President Jammeh publicly displays his extreme antagonism towards a free press, boasting recently that, “If I have good reasons to close a newspaper’s offices, I will do it.” These were not idle words.

In recent years, President Jammeh has shuttered numerous newspapers and has imprisoned – and sometimes tortured – countless journalists who were simply doing their job. Even mild criticism of the regime can invite death or disappearance. Days after the passage of a draconian sedition and libel law in 2004, thugs gunned down a revered Gambian newspaper reporter who was a leading critic of the law. Since then, several other laws have essentially criminalised the act of accurately and forcefully reporting the news.

Manneh’s detention is both morally and legally reprehensible. Just a few weeks ago, the United Nations Working Group on Arbitrary Detention, comprising representatives of five different countries including Senegal and Pakistan, issued a strong rebuke to President Jammeh, declaring that Manneh’s ongoing detention “is a particularly invidious violation of Manneh’s civil and political rights” and violates Gambia’s commitments under applicable international law.

The Working Group’s decision follows a landmark decision in 2008 by the Community Court of Justice of the Economic Community of West African States (ECOWAS), that ordered Gambia to release Manneh and to pay damages to his relatives.

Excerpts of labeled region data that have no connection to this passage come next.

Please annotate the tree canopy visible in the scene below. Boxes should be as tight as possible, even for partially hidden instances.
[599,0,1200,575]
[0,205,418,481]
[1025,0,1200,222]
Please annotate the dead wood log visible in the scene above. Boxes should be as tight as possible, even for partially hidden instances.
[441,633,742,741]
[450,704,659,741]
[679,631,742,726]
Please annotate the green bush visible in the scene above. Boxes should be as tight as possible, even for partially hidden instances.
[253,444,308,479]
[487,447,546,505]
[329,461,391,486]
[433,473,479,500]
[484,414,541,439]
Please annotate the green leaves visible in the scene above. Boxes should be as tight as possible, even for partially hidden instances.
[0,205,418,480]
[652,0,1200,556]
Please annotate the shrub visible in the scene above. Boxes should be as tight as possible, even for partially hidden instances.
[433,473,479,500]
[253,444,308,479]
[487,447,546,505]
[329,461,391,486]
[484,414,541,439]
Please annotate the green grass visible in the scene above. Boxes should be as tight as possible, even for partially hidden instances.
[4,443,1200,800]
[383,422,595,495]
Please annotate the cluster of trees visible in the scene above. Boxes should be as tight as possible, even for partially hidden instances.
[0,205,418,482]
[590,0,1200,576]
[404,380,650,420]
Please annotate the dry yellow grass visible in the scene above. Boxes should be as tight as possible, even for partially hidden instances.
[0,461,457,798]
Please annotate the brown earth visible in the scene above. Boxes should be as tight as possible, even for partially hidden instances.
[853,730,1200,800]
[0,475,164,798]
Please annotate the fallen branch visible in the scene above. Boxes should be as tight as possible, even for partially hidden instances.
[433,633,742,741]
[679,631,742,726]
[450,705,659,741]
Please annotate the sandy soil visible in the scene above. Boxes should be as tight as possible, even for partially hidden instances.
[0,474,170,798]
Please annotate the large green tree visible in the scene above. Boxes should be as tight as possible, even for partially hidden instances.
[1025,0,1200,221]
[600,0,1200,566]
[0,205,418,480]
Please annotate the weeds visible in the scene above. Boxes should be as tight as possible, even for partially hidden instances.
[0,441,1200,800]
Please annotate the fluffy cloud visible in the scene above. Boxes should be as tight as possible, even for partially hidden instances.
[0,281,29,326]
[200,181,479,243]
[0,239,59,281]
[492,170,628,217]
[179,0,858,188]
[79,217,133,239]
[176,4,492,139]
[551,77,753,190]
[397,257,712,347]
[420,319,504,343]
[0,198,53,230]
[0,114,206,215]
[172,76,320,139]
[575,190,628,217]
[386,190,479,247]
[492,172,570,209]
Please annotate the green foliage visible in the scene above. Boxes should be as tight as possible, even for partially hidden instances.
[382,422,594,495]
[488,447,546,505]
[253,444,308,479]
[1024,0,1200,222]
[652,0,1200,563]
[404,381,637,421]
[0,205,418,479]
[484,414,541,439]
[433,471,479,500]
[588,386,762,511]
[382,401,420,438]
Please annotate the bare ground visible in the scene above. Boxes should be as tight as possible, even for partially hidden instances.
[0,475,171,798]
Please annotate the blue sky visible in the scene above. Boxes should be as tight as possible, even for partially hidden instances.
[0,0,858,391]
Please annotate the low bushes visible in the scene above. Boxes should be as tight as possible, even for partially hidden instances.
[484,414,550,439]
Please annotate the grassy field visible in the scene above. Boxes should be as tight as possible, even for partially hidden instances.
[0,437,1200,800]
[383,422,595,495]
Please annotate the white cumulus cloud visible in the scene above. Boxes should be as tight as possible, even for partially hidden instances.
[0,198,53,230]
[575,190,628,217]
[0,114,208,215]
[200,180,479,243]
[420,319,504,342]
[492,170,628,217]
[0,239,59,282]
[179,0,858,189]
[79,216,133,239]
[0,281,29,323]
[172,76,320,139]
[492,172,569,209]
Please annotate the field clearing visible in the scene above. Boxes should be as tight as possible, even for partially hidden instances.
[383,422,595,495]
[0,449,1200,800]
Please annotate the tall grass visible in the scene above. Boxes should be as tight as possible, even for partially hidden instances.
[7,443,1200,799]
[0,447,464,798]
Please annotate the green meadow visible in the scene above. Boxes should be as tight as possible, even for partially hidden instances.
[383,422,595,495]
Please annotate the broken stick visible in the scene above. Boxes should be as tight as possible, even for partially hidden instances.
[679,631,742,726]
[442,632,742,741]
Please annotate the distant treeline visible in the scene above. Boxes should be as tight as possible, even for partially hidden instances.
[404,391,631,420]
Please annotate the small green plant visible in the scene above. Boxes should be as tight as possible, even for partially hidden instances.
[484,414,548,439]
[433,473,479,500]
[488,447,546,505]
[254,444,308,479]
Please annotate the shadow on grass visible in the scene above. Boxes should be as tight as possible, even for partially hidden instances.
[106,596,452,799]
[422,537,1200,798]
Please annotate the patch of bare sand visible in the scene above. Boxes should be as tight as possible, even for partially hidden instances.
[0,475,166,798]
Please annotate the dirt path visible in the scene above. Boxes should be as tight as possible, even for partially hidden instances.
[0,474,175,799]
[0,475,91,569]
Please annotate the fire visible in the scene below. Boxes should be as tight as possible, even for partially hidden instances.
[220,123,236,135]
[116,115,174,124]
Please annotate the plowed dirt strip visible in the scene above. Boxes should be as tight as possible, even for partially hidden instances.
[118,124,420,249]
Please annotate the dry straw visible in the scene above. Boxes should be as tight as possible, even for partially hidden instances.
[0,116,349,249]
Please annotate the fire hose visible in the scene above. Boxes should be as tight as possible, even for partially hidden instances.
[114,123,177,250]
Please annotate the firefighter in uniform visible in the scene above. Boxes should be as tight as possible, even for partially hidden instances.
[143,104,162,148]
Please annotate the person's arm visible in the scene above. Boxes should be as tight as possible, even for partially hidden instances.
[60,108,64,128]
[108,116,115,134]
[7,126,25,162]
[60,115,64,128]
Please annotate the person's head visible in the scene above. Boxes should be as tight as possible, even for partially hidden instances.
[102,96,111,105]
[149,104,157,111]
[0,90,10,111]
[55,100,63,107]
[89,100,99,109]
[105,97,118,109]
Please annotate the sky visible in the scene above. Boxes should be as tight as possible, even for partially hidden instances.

Influential leaders have spoken out against President Jammeh’s conduct. Gambia has so far ignored these exhortations, just as it has ignored the decisions of the United Nations and ECOWAS. Earlier this summer, President Jammeh recalled his Ambassador to the United States after she courageously met with our organisation and others about Manneh’s case. Moreover, President Jammeh recently publicly threatened to kill those who defend human rights in Gambia. As reported by the BBC, Jammeh stated: “If you think that you can collaborate with so-called human rights defenders, and get away with it, you must be living in a dream world. I will kill you, and nothing will come out of it.”

We believe that not only should the United States government press for Manneh’s release and for an end to President Jammeh’s assault on free speech, but so should all countries of West Africa including Nigeria. Much attention has been focused on the Obama Administration’s emphasis -or lack thereof – on human rights as it pursues U.S. foreign policy objectives. President Obama should not miss the opportunity to address Gambia’s human rights abuses, and its detention of Manneh in particular. Neither should President Yar’Adua. Both could do much to fan the flame of liberty in a dark place.

The ultimate onus, of course, rests with the regime in Banjul, and not the administrations in Washington, D.C. or Abuja. President Jammeh must comply with international law and release Manneh and all those detained for exercising their rights of free speech. But if President Jammeh continues to quash the protected speech of his citizens, the U.S., Nigeria, and other countries should speak out on behalf of those whose voices have been silenced. Allowing robust free speech, as President Obama noted in his recent speech in Shanghai, “makes our democracy stronger because it forces leaders to hear opinions that” they may not wish to hear. It is indeed a crucial lesson – one that President Jammeh has yet to learn.